The panel also focused on the need for SDRs to be channeled in a way that allows countries to maximize their impact to ensure an “inclusive recovery from the health crisis and its consequences,” as Patricia Miranda said. The IMF and G20 are currently discussing two vehicles for SDR channeling — the Poverty Reduction Growth Trust (PRGT) and the still-to-be-created Resilience and Sustainability Trust (RST) — both of which would appear to fall short of the demands outlined in an open letter signed by 280 organizations and academics (including CEPR) that was published last month. The letter calls for channeling options that provide debt-free financing and refrain from imposing conditionalities — which many believe would likely include economically harmful prescriptions such as public sector cuts and other austerity measures. In addition, the letter asks that rechanneled SDRs be made available to low- and middle-income countries alike (and in addition to existing financing commitments), and be targeted toward combatting the pandemic through budget support for health care and other social spending.
Andrés Arauz focused his remarks on a crucial aspect of SDRs: their fiscal application. SDRs, he argues, belong to governments, not central banks: “[SDRs are] assets that, according to the Articles of Agreement of the International Monetary Fund, belong and are allocated to member countries .… [T]he leadership of the IMF has been clear … that we should find direct fiscal use for these SDRs.”
Arauz continued: “The fiscal use of the SDRs would allow SDRs to be included in the budget of governments, not just the balance sheets of central banks. We do not want to stash those SDRs away, or hide them out of sight. We need them to be converted into true policy action on the ground to help with health issues, to buy vaccines, to resolve the economic recovery with inclusion … It is not a time for central bank dogma.”
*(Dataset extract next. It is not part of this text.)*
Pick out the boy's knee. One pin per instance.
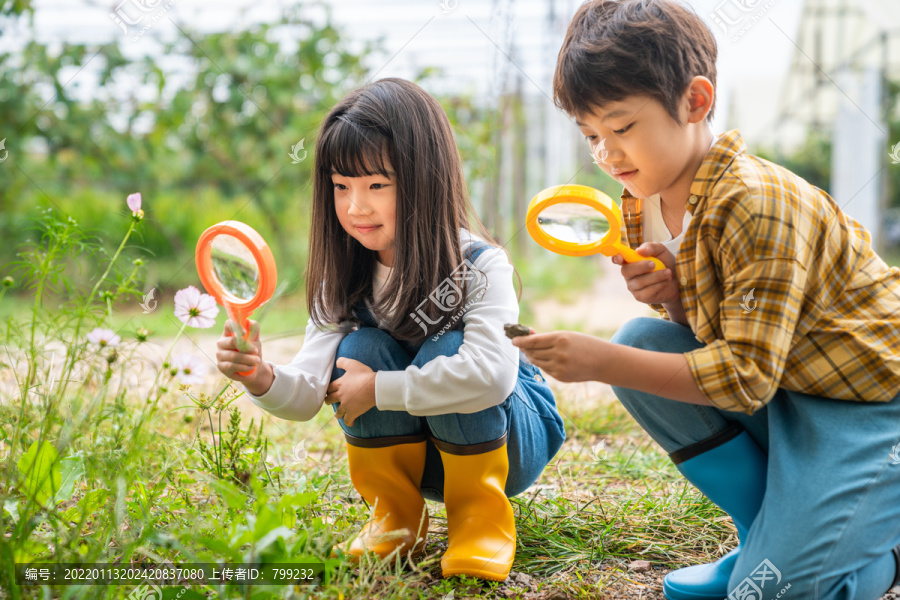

Arauz also called for an additional SDR allocation. The US House of Representatives has passed legislation calling for up to $2.2 trillion worth of SDRs this year — after passing similar approvals in the House twice last year — but Republicans are blocking similar legislation in the Senate. Nobel laureate economist Joseph Stigltiz has gone even further, calling for significant SDR allocations to occur annually, during a panel on IMF surcharges hosted by CEPR earlier this month.
This SDR issuance, Arauz concluded, “is definitely the beginning of what could become a paradigm change, especially if we start to link this with development, with the Sustainable Development Goals, of course, with the urgency to fight climate change, and the recovery around the pandemic.”